MSE PhD Prospectus Defense: Aaron Khan

TITLE: Thermal Wave Sensing for Operando Measurement of Subsurface Electrochemical, Mechanical, and Thermal Transport Properties

ADVISOR: Sean Lubner ME, MSE

COMMITTEE: Joerg Werner ME, MSE David Cahill University of Illinois Urbana-Champaign, MSE Wyatt Hodges Sandia National Lab

ABSTRACT: Thermal Wave Sensing (TWS), an extension of the 3-Omega method, offers a powerful, frequency-domain approach for noninvasively probing thermal and nonthermal properties in complex materials and devices. By applying a sinusoidal current to a high-aspect-ratio metal sensor, TWS induces periodic Joule heating and measures the resulting temperature oscillations. These oscillations are governed by the thermal transfer function of the sample, which encodes information about thermal conductivity, heat capacity, and interfacial resistance.
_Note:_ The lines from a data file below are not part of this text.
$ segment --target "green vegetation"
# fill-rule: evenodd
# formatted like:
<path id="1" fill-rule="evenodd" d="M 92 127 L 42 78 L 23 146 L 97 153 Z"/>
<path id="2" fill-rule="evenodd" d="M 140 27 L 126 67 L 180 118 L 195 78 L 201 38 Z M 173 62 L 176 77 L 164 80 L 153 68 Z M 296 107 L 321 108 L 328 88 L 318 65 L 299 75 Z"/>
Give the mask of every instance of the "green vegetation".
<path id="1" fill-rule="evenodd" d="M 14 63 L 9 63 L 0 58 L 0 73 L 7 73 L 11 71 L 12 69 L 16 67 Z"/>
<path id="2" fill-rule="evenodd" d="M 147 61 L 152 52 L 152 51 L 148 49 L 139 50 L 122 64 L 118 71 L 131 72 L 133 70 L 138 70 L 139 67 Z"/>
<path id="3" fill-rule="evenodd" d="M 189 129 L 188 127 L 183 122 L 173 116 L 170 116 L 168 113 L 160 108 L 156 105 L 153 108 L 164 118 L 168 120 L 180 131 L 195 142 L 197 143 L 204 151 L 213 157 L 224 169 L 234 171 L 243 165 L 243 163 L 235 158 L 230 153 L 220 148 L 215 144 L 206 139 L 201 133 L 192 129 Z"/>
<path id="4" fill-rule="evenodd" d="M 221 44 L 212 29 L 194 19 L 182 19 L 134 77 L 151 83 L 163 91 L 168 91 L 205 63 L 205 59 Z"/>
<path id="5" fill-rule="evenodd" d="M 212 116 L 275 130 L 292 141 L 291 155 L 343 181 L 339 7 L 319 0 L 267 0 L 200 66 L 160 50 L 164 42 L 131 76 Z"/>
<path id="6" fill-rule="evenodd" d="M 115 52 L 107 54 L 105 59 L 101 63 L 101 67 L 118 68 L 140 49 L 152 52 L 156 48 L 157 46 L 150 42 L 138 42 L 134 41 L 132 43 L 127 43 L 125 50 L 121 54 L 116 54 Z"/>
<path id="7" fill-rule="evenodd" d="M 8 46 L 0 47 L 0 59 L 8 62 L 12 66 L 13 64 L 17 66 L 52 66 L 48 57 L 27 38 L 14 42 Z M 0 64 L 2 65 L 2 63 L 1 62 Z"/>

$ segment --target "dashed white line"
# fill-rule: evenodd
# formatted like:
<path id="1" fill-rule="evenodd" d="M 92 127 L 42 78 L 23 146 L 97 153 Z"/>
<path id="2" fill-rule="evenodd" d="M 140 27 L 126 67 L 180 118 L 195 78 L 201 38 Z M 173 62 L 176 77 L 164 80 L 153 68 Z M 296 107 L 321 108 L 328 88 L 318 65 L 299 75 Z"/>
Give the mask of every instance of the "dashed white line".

Through the sensor’s temperature-dependent resistance, this thermal information is inherited by the voltage response, enabling precise extraction of subsurface thermal properties from the third harmonic signal. This Prospectus outlines a generalized framework for using TWS to sense dynamic processes such as lithium-ion diffusion, microcrack evolution, and gas adsorption. Applications include architected battery electrodes, high-temperature thermal energy storage (HT-TES) composites, and metal-organic frameworks (MOFs) for direct air capture (DAC). In each case, thermal conductivity serves as a proxy for a property of interest, enabling operando diagnostics. This Prospectus also details the theoretical foundations of TWS, sensor fabrication constraints, system instrumentation, and analysis. It also outlines experimental workflows for calibration, validation, and application-specific measurements. Progress to date includes full automation of the TWS system, successful commissioning on calibration materials, and development of experimental protocols for core measurements. Planned work includes expanding calibration to additional materials and multilayered systems, refining models for applications and systems of interest, and validating TWS measurements through complementary thermal and nonthermal techniques. This research aims to establish TWS as a general-purpose, scalable platform for in situ and operando materials characterization, with broad implications for energy storage, thermal management, and noninvasive sensing.